While initial ideas on tracing individuals were based on using GPS location data from phones, the latest effort focuses on using Bluetooth signals sent out by most smartphones. The apps could be ready for use by early May.
Bluetooth is key
“The Apple/Google proposal, for instance, offers a strong start when measured against the technology principles,” Jennifer Stisa Granick, ACLU’s surveillance and cybersecurity counsel said in a blog post. “Rather than track sensitive location histories, the Apple/Google protocol aims to use Bluetooth technology to record one phone’s proximity to another. Like similar proposals, it relies on Bluetooth because the location data our cell phones generate is not accurate enough for contact tracing.”
Anyone who voluntarily downloads a contact tracing app would enable their phone to send out a Bluetooth signal in the form of a random number every few minutes that is then recorded both by the user’s phone as well as nearby phones that have similar apps. A record of what has been transmitted and received is stored on phones for a few weeks.
When a person using the app tests positive for COVID-19 the user can then voluntarily upload a log of their Bluetooth signals to a so-called exposure database where only the random numbers are stored with no other identifying information. Non-infected individuals can check the database to if any of the random numbers stored on their devices match any of the numbers identified as those of an infected person. If they match, then the healthy person can decide to get tested, or isolate themselves to stop the spread.
The Bluetooth-based tracking apps are “not perfect but are substantially better than location specific data,” Daniel Kahn Gillmor, senior staff technologist at the ACLU told reporters on a call.

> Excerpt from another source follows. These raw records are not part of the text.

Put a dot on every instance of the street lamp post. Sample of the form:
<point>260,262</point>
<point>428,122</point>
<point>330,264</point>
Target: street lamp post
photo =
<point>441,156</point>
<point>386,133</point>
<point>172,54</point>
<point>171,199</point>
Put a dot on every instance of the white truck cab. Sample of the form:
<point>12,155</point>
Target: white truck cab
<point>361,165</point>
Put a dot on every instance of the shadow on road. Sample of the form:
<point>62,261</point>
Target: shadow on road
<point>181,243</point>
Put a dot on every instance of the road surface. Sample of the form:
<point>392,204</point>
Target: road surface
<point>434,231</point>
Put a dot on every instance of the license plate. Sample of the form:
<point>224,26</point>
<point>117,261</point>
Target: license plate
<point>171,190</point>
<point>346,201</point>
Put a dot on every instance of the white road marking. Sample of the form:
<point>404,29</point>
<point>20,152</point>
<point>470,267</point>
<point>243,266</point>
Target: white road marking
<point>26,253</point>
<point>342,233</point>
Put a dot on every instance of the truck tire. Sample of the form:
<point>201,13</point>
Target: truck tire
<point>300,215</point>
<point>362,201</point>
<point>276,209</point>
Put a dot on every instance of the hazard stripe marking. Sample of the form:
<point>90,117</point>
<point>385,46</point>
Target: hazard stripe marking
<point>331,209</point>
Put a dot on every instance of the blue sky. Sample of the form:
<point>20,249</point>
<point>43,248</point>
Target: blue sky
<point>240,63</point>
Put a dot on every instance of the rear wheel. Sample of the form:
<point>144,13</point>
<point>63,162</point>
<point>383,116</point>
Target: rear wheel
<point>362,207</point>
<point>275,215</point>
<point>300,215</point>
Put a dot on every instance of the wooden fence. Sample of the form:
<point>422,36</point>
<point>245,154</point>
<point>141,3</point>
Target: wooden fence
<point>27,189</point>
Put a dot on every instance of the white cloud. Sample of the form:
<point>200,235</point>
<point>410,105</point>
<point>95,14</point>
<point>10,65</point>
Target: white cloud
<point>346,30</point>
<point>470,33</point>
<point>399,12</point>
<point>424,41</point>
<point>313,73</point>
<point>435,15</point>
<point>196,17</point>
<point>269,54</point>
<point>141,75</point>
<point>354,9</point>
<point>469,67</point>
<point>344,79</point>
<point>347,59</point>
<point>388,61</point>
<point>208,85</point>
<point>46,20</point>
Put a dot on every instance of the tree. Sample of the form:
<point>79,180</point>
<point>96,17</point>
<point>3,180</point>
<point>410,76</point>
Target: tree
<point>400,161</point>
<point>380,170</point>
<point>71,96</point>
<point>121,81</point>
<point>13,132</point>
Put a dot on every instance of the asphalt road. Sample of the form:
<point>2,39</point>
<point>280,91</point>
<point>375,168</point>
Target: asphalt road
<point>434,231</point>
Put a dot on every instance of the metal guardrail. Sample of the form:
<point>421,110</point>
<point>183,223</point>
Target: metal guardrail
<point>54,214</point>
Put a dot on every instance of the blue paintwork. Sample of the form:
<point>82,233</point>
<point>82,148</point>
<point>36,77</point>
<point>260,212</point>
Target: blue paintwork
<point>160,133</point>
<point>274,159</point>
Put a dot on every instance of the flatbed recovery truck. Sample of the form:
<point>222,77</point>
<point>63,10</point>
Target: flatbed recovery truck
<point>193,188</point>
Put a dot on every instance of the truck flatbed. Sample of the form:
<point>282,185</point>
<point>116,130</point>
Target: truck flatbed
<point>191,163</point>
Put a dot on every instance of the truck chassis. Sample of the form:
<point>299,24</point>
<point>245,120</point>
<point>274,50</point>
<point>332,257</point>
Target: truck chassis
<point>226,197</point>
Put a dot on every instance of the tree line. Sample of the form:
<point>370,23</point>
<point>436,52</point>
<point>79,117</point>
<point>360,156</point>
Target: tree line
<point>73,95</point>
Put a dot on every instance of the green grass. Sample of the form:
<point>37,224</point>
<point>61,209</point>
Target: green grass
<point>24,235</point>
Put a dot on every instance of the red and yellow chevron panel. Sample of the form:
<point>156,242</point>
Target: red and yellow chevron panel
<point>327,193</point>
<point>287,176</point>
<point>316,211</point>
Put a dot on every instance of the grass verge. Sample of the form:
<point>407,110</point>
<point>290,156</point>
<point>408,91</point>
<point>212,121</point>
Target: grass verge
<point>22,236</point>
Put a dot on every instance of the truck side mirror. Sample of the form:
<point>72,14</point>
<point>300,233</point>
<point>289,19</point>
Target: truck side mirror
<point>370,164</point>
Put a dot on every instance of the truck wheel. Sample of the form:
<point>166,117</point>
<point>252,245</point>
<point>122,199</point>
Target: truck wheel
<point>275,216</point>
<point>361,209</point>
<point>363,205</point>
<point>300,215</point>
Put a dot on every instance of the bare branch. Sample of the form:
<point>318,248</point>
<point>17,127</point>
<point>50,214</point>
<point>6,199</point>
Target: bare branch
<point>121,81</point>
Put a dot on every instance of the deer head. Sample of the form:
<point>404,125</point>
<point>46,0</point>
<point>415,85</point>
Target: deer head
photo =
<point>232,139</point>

To be really effective such contact apps must be widely and voluntarily adopted by users, and that can only happen if there are strong privacy safeguards and assurances from developers that no identifiable information would be collected and misused, Gillmor said.
Even if federal and state governments don’t impose mandates, if a grocery chain, for example, requires that customers have an app on their phone in order to shop in the store, then it would not be voluntary, Gillmor said.
The use of such apps alone would not guarantee that the disease would be contained and they would be effective only when combined with widespread availability of testing for anyone who needs one. As of April 15, only 3.2 million tests had been administered in the United States. That works out to about 9.8 tests for every 1,000 Americans.
Apple and Google have said they would terminate their contact tracing app when it’s no longer needed. But ACLU researchers said there must be a transparent way to audit how companies handle the information and how well they shut down the apps when the pandemic has passed.